Сергей Донской - Генеральские игры
– Но я-то тебе ничего плохого не сделала…
– Разве это что-то меняет? Как я могу не ненавидеть русских? Вы всегда жили в Чечне, работали на наших заводах, в наших колхозах, хоронили своих стариков в нашей земле. А когда началась война, все русские, которых мы считали добрыми соседями, ходили по нашим домам вместе с федералами и тыкали пальцами: вот эти меня притесняли, вот эти и эти. Возьмите их, они ваххабиты. Чеченцев увозили, а потом находили либо искалеченными, либо мертвыми, либо не находили вообще. А вы, русские, вселялись в наши дома, садились за наши столы, спали на наших кроватях.
– Неправда, – воскликнула Алиса. – Я никогда не бывала в Чечне.
– Значит, здесь побывал твой дед, отец, дядя, племянник, соученик, просто знакомый, знакомый твоего знакомого. Это уже не важно. – Ворон насупился. – Любое притеснение порождает ненависть, а ненависть порождает месть. Необратимую, как горный поток. Вы никогда нас не победите, сколько бы вас ни было. Мы сметем вас с лица земли, затопим ваши города и села.

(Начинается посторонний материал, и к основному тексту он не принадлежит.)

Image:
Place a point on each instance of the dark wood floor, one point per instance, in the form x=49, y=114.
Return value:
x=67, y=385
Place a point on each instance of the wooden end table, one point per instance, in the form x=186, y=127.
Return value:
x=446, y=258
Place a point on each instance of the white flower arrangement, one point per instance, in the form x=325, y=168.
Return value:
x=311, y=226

– Почему? – вырвалось у Алисы, смутно почувствовавшей реальность угрозы, заключенной в словах бородатого чеченца, возвышающегося над ней в полумраке землянки. – Нас много, а вас мало.
Ворон приосанился.
– Постарайся понять, – сказал он. – Вы, русские, при встрече говорите друг другу «здравствуйте», что означает «будь здоров, не кашляй», только и всего. В наших краях люди, когда здороваются, говорят: «Марш вохыл», что означает «ходи свободным!». Мы свободолюбивый народ, нас долго в зиндане не удержишь, мы обязательно вырвемся и отомстим обидчикам. – Ворон явно хотел развить эту тему, но, осекшись, провел ладонью по макушке, бросил на нее изучающий взгляд и угрюмо заключил: – Мы гордый народ, так и знай. Мы никому не позволим срать себе на голову.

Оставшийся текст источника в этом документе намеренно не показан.